World Models as Reference Trajectories for Rapid Motor Adaptation
Carlos Stein Brito, Daniel McNamee
TL;DR
The paper tackles the problem of sustaining performance when real-world dynamics change by introducing Reflexive World Models (RWM), a dual-control framework that uses world-model predictions as implicit reference trajectories for rapid adaptation. A base RL policy operates in a learned latent space to maximize long-term reward, while a lightweight adaptive controller uses forward-model predictions to track those references, providing fast error correction with low online cost. The authors derive control-theoretic guarantees linking world-model accuracy, control authority, and external perturbations to bounded error and value performance, and demonstrate robust adaptation across high-dimensional locomotion tasks under actuator perturbations.
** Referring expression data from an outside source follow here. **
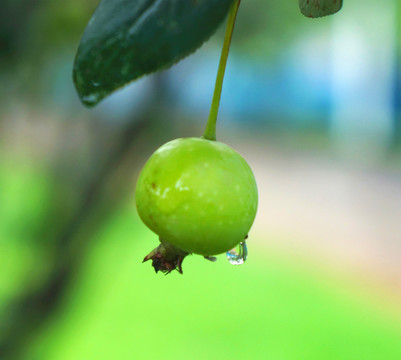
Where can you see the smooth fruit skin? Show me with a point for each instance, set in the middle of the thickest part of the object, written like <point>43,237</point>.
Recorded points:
<point>197,195</point>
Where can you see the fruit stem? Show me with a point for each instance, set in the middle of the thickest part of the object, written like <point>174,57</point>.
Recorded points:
<point>210,130</point>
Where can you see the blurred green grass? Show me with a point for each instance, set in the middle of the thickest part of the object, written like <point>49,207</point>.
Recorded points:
<point>268,308</point>
<point>117,308</point>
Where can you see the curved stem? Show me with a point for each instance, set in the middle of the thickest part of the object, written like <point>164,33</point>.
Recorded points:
<point>210,130</point>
Empirical results show that RWM achieves faster adaptation and higher robustness than model-based RL baselines and domain-randomized pre-training, illustrating a principled bridge between adaptive control and modern RL for reliable real-world deployment.
Abstract
Deploying learned control policies in real-world environments poses a fundamental challenge. When system dynamics change unexpectedly, performance degrades until models are retrained on new data. We introduce Reflexive World Models (RWM), a dual control framework that uses world model predictions as implicit reference trajectories for rapid adaptation. Our method separates the control problem into long-term reward maximization through reinforcement learning and robust motor execution through rapid latent control. This dual architecture achieves significantly faster adaptation with low online computational cost compared to model-based RL baselines, while maintaining near-optimal performance. The approach combines the benefits of flexible policy learning through reinforcement learning with rapid error correction capabilities, providing a principled approach to maintaining performance in high-dimensional continuous control tasks under varying dynamics.